A clinical coder—also known as clinical coding officer, diagnostic coder, medical coder, or nosologist—is a health information professional whose main duties are to analyse clinical statements and assign standardized codes using a classification system. The health data produced are an integral part of health information management, and are used by local and national governments, private healthcare organizations and international agencies for various purposes, including medical and health services research, epidemiological studies, health resource allocation, case mix management, public health programming, medical billing, and public education.

For example, a clinical coder may use a set of published codes on medical diagnoses and procedures, such as the International Classification of Diseases (ICD), the Healthcare Common procedural Coding System (HCPCS), and Current Procedural Terminology (CPT) for reporting to the health insurance provider of the recipient of the care.
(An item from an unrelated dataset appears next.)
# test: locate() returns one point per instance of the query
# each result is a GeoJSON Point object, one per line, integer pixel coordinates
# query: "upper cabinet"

The use of standard codes allows insurance providers to map equivalencies across different service providers who may use different terminologies or abbreviations in their written claims forms, and be used to justify reimbursement of fees and expenses. The codes may cover topics related to diagnoses, procedures, pharmaceuticals or topography. The medical notes may also be divided into specialities, for example cardiology, gastroenterology, nephrology, neurology, pulmonology or orthopedic care. There are also specialist manuals for oncology known as ICD-O (International Classification of Diseases for Oncology) or "O Codes", which are also used by tumor registrars (who work with cancer registries), as well as dental codes for dentistry procedures known as "D codes" for further specifications.

A clinical coder therefore requires a good knowledge of medical terminology, anatomy and physiology, a basic knowledge of clinical procedures and diseases and injuries and other conditions, medical illustrations, clinical documentation (such as medical or surgical reports and patient charts), legal and ethical aspects of health information, health data standards, classification conventions, and computer- or paper-based data management, usually as obtained through formal education and/or on-the-job training.

The basic task of a clinical coder is to classify medical and health care concepts using a standardised classification. Inpatient, mortality events, outpatient episodes, general practitioner visits and population health studies can all be coded.

Clinical coding has three key phases: a) abstraction; b) assignment; and c) review.

The abstraction phase involves reading the entire record of the health encounter and analysing the information to determine what condition(s) the patient had, what caused it and how it was treated. The information comes from a variety of sources within the medical record, such as clinical notes, laboratory and radiology results, and operation notes.

The assignment phase has two parts: finding the appropriate code(s) from the classification for the abstraction; and entering the code into the system being used to collect the coded data.

Reviewing the code set produced from the assignment phase is very important. Clinical coder must ask themselves, "does this code set fairly represent what happened to this patient in this health encounter at this facility?" By doing this, clinical coders are checking that they have covered everything that they must, but not used extraneous codes. For health encounters that are funded through a case mix mechanism, the clinical coder will also review the diagnosis-related group (DRG) to ensure that it does fairly represent the health encounter.